Actuellement, plus de 80 mineurs délinquants sont en liberté faute de places disponibles dans une IPPJ, un établissement public dédié à la protection de la jeunesse. Un nombre vérifié par la ministre en charge, Valérie Lescrenier. Comment justifier la saturation de ces IPPJ, dont la moitié est occupée par des résidents bruxellois ?

La Communauté française compte légèrement plus de 250 places au total. D’après Michel Meganck, juge de la jeunesse à Bruxelles, cela ne suffit plus aujourd’hui.

« Il n’y a pas assez de place pour que les décisions des juges puissent s’appliquer« . Alors pourquoi le problème est il particulièrement criant aujourd’hui à Bruxelles ? « Il y a des éléments qui nous échappent, évidemment. C’est-à-dire que ce n’est pas nous, les juges de la jeunesse, qui décidons qu’un jeune est mis à notre disposition. C’est ce qui se passe dans la rue, dans l’actualité. Ce sont les services de police qui interviennent, le parquet qui décide, le procureur du roi qui décide de nous mettre des jeunes à disposition. Et en fonction de ces mises à disposition, nous devons prendre des décisions. Il faut dire que depuis quelques semaines, voire mois, il y a beaucoup plus de mises à disposition, pour des raisons que je ne peux pas vous expliquer mais qui sont réelles, et des faits de délinquance qui sont relativement graves. Ce qui engendre la nécessité vraiment de prendre des décisions fortes, que ce soit des placements, mais que ce soit éventuellement des maintiens en famille, avec des accompagnements ».

Réflexe sécuritaire ?

Le Délégué général aux droits de l’enfant se demande, lui, si les juges bruxellois n’ont pas la main un peu trop lourde. « Aujourd’hui, 50% du public des IPPJ provient de Bruxelles, alors qu’à titre de comparaison, on a 8% qui vient de Liège où 10% qui vient de Charleroi. Donc, la manière dont les magistrats bruxellois, ou en tout cas certains magistrats bruxellois ont un réflexe peut être trop sécuritaire, est à questionner » explique Solaÿman Laqdim. « J’aimerais rappeler que l’enfermement en IPPJ doit être considéré comme la dernière possibilité pour un magistrat de la jeunesse. Or, aujourd’hui, lorsqu’on regarde l’arsenal juridique qui est à la disposition de ces magistrats, on se rend compte qu’il y a toute une série de réponses qui existent et qui sont sous utilisées« .

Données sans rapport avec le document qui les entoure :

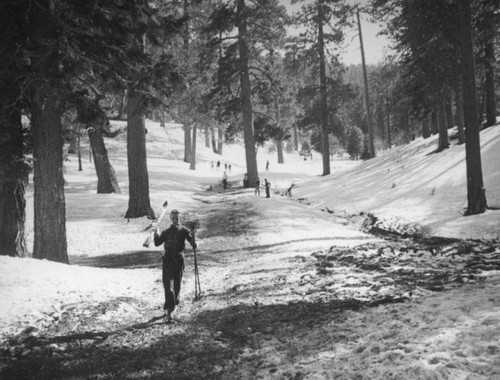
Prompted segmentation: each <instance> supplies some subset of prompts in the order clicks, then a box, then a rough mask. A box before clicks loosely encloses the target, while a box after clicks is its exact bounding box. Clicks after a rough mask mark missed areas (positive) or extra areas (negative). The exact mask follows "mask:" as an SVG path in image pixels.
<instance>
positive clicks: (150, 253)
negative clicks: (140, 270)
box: [70, 249, 163, 269]
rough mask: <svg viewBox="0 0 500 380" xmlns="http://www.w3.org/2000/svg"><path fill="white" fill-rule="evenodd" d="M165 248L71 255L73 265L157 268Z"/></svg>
mask: <svg viewBox="0 0 500 380" xmlns="http://www.w3.org/2000/svg"><path fill="white" fill-rule="evenodd" d="M162 254H163V250H160V249H158V250H156V251H151V250H142V251H131V252H124V253H116V254H110V255H103V256H95V257H87V256H70V263H71V265H82V266H90V267H99V268H127V269H133V268H156V267H159V266H161V256H162Z"/></svg>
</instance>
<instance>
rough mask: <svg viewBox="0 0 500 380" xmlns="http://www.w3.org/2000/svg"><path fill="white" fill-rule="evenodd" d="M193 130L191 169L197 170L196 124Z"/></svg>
mask: <svg viewBox="0 0 500 380" xmlns="http://www.w3.org/2000/svg"><path fill="white" fill-rule="evenodd" d="M191 129H192V130H193V139H192V141H193V143H192V145H191V164H190V165H189V169H190V170H196V129H197V128H196V123H193V126H192V128H191Z"/></svg>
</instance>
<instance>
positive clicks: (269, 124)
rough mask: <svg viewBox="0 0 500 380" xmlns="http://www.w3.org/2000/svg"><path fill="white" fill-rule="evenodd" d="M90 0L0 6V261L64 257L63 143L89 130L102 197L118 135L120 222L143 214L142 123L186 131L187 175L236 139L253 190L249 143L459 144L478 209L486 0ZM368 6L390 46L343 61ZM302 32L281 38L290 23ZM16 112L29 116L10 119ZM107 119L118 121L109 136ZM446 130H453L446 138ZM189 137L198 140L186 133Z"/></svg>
mask: <svg viewBox="0 0 500 380" xmlns="http://www.w3.org/2000/svg"><path fill="white" fill-rule="evenodd" d="M297 3H301V5H302V7H301V10H300V11H298V12H297V13H295V14H293V15H290V14H288V13H287V12H286V9H285V8H284V7H282V6H280V5H279V3H278V1H275V0H271V1H262V0H259V1H257V0H256V1H248V0H234V1H218V0H213V1H196V0H182V1H180V0H179V1H177V0H176V1H174V0H172V1H166V2H160V1H147V0H134V1H127V2H120V1H116V0H103V1H99V2H87V1H84V0H79V1H65V0H40V1H38V2H31V1H29V0H17V1H14V0H7V1H4V2H2V4H1V5H0V33H1V35H2V37H3V38H2V42H1V43H0V49H1V51H0V53H1V54H0V56H1V58H0V87H1V88H2V90H3V91H2V92H1V94H0V152H1V153H0V175H1V177H0V254H4V255H10V256H27V255H32V256H33V257H35V258H41V259H42V258H46V259H49V260H54V261H60V262H68V257H67V243H66V227H65V222H66V217H65V200H64V175H63V160H64V152H65V149H68V150H70V151H73V152H79V144H80V139H81V138H82V137H84V136H88V139H89V140H90V144H91V146H92V152H93V161H94V164H95V168H96V173H97V177H98V188H97V191H98V192H99V193H114V192H120V189H119V186H118V182H117V181H116V176H115V173H114V170H113V167H112V166H111V164H110V162H109V160H108V157H107V152H106V145H105V138H113V136H116V134H118V133H126V134H127V138H126V141H127V158H128V175H129V205H128V209H127V211H126V213H125V217H126V218H137V217H142V216H148V217H150V218H155V214H154V211H153V209H152V207H151V204H150V198H149V177H148V167H147V155H146V143H145V135H146V133H147V130H146V127H145V119H146V118H148V119H151V120H155V121H158V122H161V123H167V122H172V121H175V122H177V123H181V124H182V125H183V128H184V136H185V139H184V140H185V144H184V145H185V149H184V150H185V154H184V161H186V162H189V163H190V168H191V169H192V170H196V144H197V140H196V137H197V135H198V131H199V130H202V131H203V132H204V136H205V139H204V140H205V141H204V142H203V143H204V144H205V145H206V146H210V147H212V149H213V150H214V152H217V153H218V154H222V153H223V143H224V142H225V141H228V140H231V139H234V138H236V137H239V136H242V138H243V142H244V146H245V156H246V169H247V174H248V177H249V181H250V182H251V183H254V182H255V179H256V178H257V176H258V166H257V161H256V147H257V146H259V145H262V144H263V143H264V142H266V141H270V140H272V141H273V142H274V143H275V145H276V152H277V163H282V162H283V154H282V153H283V149H286V148H287V149H291V150H300V151H302V152H303V153H306V152H308V151H310V149H314V150H316V151H318V152H320V153H321V155H322V163H323V172H322V174H323V175H329V174H330V158H331V155H333V154H335V153H339V152H343V151H346V152H347V153H348V154H349V155H351V157H352V158H353V159H357V158H358V157H359V158H362V159H370V158H373V157H375V156H376V152H377V151H380V150H381V149H386V148H389V147H391V146H393V145H397V144H402V143H406V142H408V141H411V140H412V139H413V138H415V137H416V136H423V137H429V136H431V135H433V134H435V135H439V140H438V146H436V153H439V152H440V151H443V150H445V149H447V148H448V147H449V145H450V144H449V140H450V139H458V141H459V143H463V144H465V145H466V159H467V173H466V175H467V178H468V182H467V187H468V204H467V211H466V214H467V215H471V214H477V213H482V212H484V211H485V210H486V209H487V200H486V195H485V189H484V184H483V179H482V169H481V155H480V149H479V147H480V145H479V143H480V142H479V130H480V129H481V128H486V127H488V126H491V125H493V124H494V123H495V120H496V113H497V111H496V109H497V101H496V99H497V96H496V93H497V92H498V88H499V84H498V80H497V79H496V78H497V76H496V72H497V71H498V67H497V66H496V60H495V52H496V50H498V44H499V42H498V30H499V28H498V26H499V9H498V8H499V6H498V5H499V4H498V1H497V0H487V1H477V0H447V1H445V0H442V1H431V0H425V1H418V2H405V1H403V0H373V1H371V2H369V4H368V5H366V6H364V7H361V6H357V5H356V6H353V5H352V4H350V3H346V2H343V1H337V0H318V1H311V2H308V1H304V2H300V1H297ZM360 12H361V13H364V14H368V15H370V17H372V18H374V19H375V20H377V21H379V22H381V23H383V25H385V27H384V29H383V32H384V33H385V34H387V36H388V37H389V38H390V39H391V41H392V43H393V48H394V52H395V53H394V55H393V56H391V57H387V58H386V61H385V62H382V63H380V64H379V65H377V66H376V67H371V68H370V73H369V74H368V70H367V68H366V65H364V58H363V49H362V41H363V40H362V33H361V32H362V30H361V28H360V29H359V32H360V37H361V38H360V44H361V52H360V54H361V57H362V64H361V66H357V67H356V66H351V67H349V68H346V67H344V66H343V65H342V64H341V63H340V61H339V54H341V49H340V48H339V47H340V46H341V45H342V44H343V42H344V41H343V40H344V37H345V35H344V32H343V31H344V30H345V29H346V28H347V27H351V26H352V25H356V24H357V23H358V20H359V14H360ZM298 27H300V28H301V30H303V32H301V33H300V34H298V35H293V36H291V35H289V33H288V31H289V30H290V28H298ZM23 117H25V118H27V120H29V122H28V123H24V124H23V123H22V120H23ZM110 120H124V121H126V128H125V129H123V130H121V129H120V130H112V129H111V127H110V123H109V121H110ZM455 125H456V126H457V130H458V133H457V135H453V136H449V135H448V131H449V130H450V128H452V127H454V126H455ZM198 143H199V142H198ZM30 172H32V173H33V182H34V184H33V185H34V209H35V220H34V248H33V252H28V250H27V248H26V242H25V233H24V231H25V219H26V218H25V205H26V199H25V187H26V185H27V178H28V176H29V173H30Z"/></svg>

Venir dire qu’on encombre les IPPJ sans utiliser les autres mesures alternatives, c’est faux.

Une critique qui passe mal chez les juges de la jeunesse. « Venir dire qu’on encombre les IPPJ sans utiliser les autres mesures alternatives, c’est faux » s’insurge Michèle Meganck. « Il y a un moment pour tout. Chaque juge, en toute conscience, applique la loi, réfléchit d’abord à ce qu’il peut mettre en place en famille, si les circonstances le permettent. Et si un juge décide de placer un jeune en IPPJ, c’est qu’il y a des raisons pour le faire. Et comme n’importe quel juge, le juge de la jeunesse doit motiver ses décisions. Donc là, je ne peux pas être d’accord avec ses propos qui disent que nous avons un réflexe sécuritaire alors que nous défendons corps et âme un système protectionnel et éducatif« .

La magistrate souligne au passage que les options alternatives sont aussi déficientes en termes de volume pour satisfaire les exigences actuelles.

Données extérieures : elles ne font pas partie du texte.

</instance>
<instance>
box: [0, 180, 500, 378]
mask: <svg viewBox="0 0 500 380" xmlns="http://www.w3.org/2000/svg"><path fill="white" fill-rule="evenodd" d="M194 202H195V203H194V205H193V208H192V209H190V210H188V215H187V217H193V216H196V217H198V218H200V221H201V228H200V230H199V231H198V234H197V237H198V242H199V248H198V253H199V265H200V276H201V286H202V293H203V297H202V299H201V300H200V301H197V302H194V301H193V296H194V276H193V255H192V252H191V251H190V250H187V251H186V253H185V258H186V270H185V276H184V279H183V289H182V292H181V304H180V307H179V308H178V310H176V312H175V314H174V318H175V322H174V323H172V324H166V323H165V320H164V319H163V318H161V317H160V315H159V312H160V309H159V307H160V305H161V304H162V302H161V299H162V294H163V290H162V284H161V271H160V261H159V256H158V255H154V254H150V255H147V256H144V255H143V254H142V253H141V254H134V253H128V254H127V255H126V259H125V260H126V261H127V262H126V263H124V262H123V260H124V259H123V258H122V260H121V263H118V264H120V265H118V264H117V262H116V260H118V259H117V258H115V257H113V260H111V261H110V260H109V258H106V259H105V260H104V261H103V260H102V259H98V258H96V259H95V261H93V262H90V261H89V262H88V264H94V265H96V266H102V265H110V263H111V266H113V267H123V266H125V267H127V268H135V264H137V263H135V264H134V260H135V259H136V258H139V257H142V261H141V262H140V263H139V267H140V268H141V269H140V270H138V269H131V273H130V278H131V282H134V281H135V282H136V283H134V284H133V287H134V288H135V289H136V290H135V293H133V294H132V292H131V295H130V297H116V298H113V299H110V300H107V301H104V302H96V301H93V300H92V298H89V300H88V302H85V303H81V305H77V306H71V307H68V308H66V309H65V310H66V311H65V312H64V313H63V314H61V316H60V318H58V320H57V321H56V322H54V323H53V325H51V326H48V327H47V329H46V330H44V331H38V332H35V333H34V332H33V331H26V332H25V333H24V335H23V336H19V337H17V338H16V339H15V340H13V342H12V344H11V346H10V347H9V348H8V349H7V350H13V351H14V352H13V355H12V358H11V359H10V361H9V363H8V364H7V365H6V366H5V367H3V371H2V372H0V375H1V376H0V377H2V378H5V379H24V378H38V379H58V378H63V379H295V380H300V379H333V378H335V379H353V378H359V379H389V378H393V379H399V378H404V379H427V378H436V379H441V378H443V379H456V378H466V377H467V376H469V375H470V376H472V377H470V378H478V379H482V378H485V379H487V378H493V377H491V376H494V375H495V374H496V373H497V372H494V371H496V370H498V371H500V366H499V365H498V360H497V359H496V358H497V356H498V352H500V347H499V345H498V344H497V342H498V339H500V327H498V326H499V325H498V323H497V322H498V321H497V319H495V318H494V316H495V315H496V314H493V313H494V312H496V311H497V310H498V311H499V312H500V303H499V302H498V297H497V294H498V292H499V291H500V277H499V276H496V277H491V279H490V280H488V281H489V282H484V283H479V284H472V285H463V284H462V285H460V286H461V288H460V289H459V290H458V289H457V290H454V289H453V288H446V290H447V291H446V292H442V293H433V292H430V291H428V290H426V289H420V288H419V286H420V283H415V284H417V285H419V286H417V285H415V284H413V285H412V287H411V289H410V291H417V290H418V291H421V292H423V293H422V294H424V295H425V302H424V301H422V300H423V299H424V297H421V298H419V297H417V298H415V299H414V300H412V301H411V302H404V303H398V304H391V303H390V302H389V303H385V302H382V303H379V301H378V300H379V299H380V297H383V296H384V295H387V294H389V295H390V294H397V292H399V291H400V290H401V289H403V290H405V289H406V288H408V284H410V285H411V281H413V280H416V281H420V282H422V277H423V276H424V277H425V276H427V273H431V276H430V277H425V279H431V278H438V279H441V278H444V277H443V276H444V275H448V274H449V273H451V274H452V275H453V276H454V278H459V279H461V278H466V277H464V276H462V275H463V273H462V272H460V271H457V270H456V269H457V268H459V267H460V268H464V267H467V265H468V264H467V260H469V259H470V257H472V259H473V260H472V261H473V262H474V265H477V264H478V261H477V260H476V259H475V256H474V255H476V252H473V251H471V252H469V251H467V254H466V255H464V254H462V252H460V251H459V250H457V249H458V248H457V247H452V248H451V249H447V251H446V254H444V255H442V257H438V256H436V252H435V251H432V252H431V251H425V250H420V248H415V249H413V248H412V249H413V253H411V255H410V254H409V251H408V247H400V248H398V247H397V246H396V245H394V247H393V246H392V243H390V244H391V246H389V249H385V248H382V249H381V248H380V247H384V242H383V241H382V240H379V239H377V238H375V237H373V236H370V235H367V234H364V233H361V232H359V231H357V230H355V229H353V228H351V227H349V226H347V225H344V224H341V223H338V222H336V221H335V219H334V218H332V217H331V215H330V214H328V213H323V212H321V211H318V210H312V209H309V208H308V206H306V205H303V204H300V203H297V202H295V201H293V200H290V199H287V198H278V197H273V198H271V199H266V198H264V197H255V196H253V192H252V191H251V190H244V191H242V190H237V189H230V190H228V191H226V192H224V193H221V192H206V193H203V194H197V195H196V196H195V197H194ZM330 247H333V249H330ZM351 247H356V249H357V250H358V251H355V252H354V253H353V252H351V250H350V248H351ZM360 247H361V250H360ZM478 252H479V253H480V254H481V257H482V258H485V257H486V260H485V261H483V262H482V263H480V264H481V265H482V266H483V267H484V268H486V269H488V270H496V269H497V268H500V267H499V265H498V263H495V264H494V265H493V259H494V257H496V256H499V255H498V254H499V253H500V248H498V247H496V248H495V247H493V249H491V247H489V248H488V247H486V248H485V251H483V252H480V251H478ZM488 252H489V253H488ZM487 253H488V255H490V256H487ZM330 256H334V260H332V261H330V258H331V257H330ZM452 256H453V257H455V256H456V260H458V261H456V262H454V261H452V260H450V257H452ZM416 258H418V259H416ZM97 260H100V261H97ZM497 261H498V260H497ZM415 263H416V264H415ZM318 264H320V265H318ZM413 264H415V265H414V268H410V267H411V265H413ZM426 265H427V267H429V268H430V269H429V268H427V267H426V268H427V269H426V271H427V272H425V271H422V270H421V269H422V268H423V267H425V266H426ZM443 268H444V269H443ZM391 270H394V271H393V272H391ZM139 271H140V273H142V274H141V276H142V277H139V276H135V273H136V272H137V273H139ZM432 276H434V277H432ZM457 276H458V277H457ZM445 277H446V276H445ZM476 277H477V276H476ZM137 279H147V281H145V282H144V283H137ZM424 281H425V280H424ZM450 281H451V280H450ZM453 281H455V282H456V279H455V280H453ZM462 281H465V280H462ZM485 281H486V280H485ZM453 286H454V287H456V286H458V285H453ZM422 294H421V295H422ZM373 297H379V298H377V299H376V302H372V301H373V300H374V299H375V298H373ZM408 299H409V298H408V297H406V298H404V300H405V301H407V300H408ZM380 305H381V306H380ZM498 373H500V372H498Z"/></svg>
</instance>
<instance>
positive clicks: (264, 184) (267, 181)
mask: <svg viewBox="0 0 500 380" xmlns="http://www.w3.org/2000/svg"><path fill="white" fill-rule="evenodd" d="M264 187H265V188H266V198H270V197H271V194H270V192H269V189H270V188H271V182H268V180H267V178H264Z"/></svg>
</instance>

« Il faut savoir qu’à Bruxelles, pour avoir un accompagnement en famille, il faut plusieurs mois d’attente parfois. Les jeunes sont aujourd’hui 28 sur la liste d’attente à Bruxelles, rien qu’à Bruxelles. On a affaire à des adolescents qui sont interceptés dans des faits graves. Ce n’est pas un message correct à leur délivrer de dire je te libère et un jour, un peu plus tard, on appliquera une mesure. Un adolescent, plus encore que n’importe quel autre individu qui ne respecte pas la loi, doit pouvoir recevoir immédiatement une réponse pour les faits qu’il a commis. Et donc effectivement, les mesures alternatives sont bonnes mais insuffisantes en quantité. Tout comme les places en IPPJ ».